Dominus canem occidit. (主人が 犬を 殺す)
dominum canis occidit. (主人を 犬が 殺す)
これを見てもわかるように、殺す(occidit)という動詞が最後に来ている。そして行為者には語尾に「s」が、行為を受けるものには「m」がつく。行為者が先頭に来るともきまっていない。
ここで大切なのは「行為者=主語」という認識がなかったということだ。英語で主語を「subject」ということからもわかるように、それはむしろ「従属語」であった。何に従属しているかといえば、述語(動詞)にである。
あくまで文章の中心は「述語」であって、いわゆる「行為者」ではなかった。なぜなら、行為者はあえて言わなくても、「述語」から推測されるからである。行為者がまぎらわしいときに、そこに添えておくというだけの従属的存在でしかなかった。
この状況はまさに「日本語」の場合と同じである。日本語では主語はほとんど書かれない。いわゆる日本語文法は英語式の「主語ー述語」を基本にしているから、これを主語の「省略」という。
しかし、「省略」という言葉はまちがっている。そもそも日本語には「主語」は必要ない。主語がないのが例外ではなく、あるほうが例外だと考えた方が自然なわけだ。こうした「述語中心」の言語表現が、日本語以外の言語でもふつうであった。実のところ、英語でも「述語中心」で「主語」などなかったわけだ。
誤解を招くといけないので一言付け加えよう。「主語がなかった」ということの意味は、「行為者を文の中心だと考える意識がなかった。したがって、行為者をあらわす語(主語)も一般に必要ではなかった」ということである。つまり、行為者を「主」と考える思想が確立されていなかった。
それでは13世紀ごろに、なぜ印欧語、とりわけ英語で行為者をあらわす言葉が「主語」として意識され、文頭に定位置として置かれるようになったのか。ひとつには「ノルマンの征服」ということがあったからだ。抑圧された英国民は単なる奴隷にはならなかった。英語はフランス語に対抗して生き延びた。その過程で、自己主張の強い「主体性」を持った言語として、鋭角的に鍛えられていった。

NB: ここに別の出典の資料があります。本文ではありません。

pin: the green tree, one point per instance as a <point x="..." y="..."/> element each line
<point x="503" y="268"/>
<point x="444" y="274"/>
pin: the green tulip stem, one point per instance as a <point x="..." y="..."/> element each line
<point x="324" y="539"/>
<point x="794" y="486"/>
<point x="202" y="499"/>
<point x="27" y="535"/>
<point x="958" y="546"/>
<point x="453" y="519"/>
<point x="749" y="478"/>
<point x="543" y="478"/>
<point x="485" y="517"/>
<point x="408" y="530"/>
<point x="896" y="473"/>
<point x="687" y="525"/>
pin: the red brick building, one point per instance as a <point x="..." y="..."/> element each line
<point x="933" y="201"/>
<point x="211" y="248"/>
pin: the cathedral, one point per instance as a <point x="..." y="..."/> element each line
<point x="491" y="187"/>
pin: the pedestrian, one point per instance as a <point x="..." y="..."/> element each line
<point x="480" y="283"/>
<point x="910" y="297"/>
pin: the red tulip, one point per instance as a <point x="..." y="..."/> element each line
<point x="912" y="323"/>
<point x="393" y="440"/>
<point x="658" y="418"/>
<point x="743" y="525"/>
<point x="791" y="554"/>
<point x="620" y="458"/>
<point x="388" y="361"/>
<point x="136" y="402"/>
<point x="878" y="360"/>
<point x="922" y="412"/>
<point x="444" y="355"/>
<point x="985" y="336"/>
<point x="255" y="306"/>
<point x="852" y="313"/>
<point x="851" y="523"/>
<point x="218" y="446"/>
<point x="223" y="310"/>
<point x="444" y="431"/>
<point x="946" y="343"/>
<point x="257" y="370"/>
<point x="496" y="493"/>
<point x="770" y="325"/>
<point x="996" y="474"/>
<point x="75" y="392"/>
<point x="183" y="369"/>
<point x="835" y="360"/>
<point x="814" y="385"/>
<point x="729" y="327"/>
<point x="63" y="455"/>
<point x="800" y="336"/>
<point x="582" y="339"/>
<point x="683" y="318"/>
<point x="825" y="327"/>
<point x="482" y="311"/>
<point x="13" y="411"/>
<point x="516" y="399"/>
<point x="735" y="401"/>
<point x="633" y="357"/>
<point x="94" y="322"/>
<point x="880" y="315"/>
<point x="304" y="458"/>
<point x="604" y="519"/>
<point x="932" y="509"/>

さらに、そこに十字軍に始まるギリシャ文明の発見がある。ここからルネッサンスが始まる。いうまでもなく、ルネッサンスは神に代わり、人間をその中心の位置におく。人間は神の「従属物」(subject)ではない。人間こそ主人公なわけだ。こうした潮流が、行為者としての人間を「主語」の位置に押し上げた。その過程を見てみよう。
Me thinks there is much reason in his saying. (彼の言葉にもおおいにもっともな理由があるようだ)
これはシェークスピアからの引用だが、「I think」ではなく、「Me think」と書かれている。「Me」というのは「行為者」ではない。「行為を受ける者」であり、文字どおり「subject」なわけだ。これが少し時代が下がると、次のようになった。
It thinks to me that there is 〜
ここで「think」に主語として「It」が立てられている。「SVO」の構造が一般的になったあとでも、「I」を「think」の主体とは考えられなかった。そこで「think」の主語として、とりあえず「It」を置くことにした。同様に、「Me seems」は「It seems to me」である。「思われる」とか「見える」というのは、近代英語でも最後まで「主語」になることに抵抗している。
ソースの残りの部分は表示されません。